I continued to read the source code and found the following code.
hasSchema || isActive() should be false,but ledger.getTotalSize() should also be 0,because I haven't sent any messages in cluster B.
@Override
public CompletableFuture<Void> addSchemaIfIdleOrCheckCompatible(SchemaData schema) {
return hasSchema()
.thenCompose((hasSchema) -> {
if (hasSchema || isActive() || ledger.getTotalSize() != 0) {
return checkSchemaCompatibleForConsumer(schema);
} else {
return addSchema(schema).thenCompose(schemaVersion ->
CompletableFuture.completedFuture(null));
}
});
}
@zyllt Thanks for your feedback. I think the reason is the isActive() method. The replicator also creates a subscription on the topic, so isActive() returns true. I think we don't need to check if there are subscriptions on the topic since users can use pulsar-admin to create subscriptions and geo-replication also creates subscription on the topic.
I will fix this issue
@codelipenghui Thanks for your reply. I originally thought the reason is the ledger.getTotalSize() by geo-replication, through your reply I thought it was indeed isActive() problem.I will actually verify it.

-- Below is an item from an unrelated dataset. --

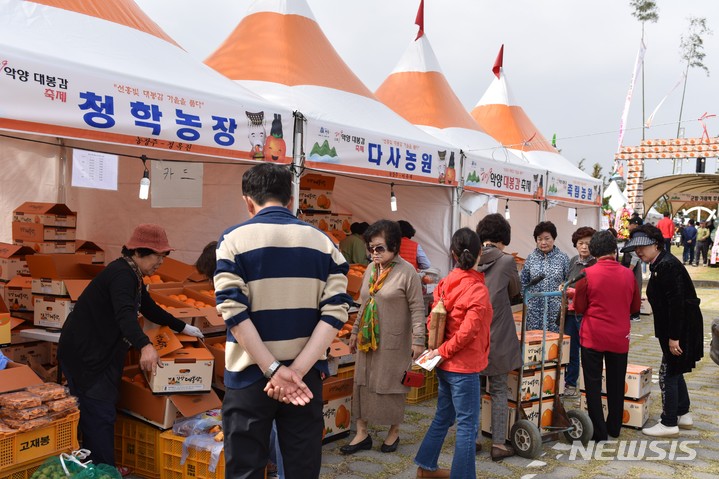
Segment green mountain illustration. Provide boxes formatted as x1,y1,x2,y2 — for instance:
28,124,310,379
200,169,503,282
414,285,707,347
310,140,337,158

the message has replicate to remote cluster, so ledger.getTotalSize() != 0 is true
@zyllt @zplinuxlover We need a PIP for fixing this issue. Currently, Pulsar does not replicate schema between Pulsar clusters. The schema info is stored in the local zookeeper and bookkeeper, so the new proposal is for replicating schemas between different clusters.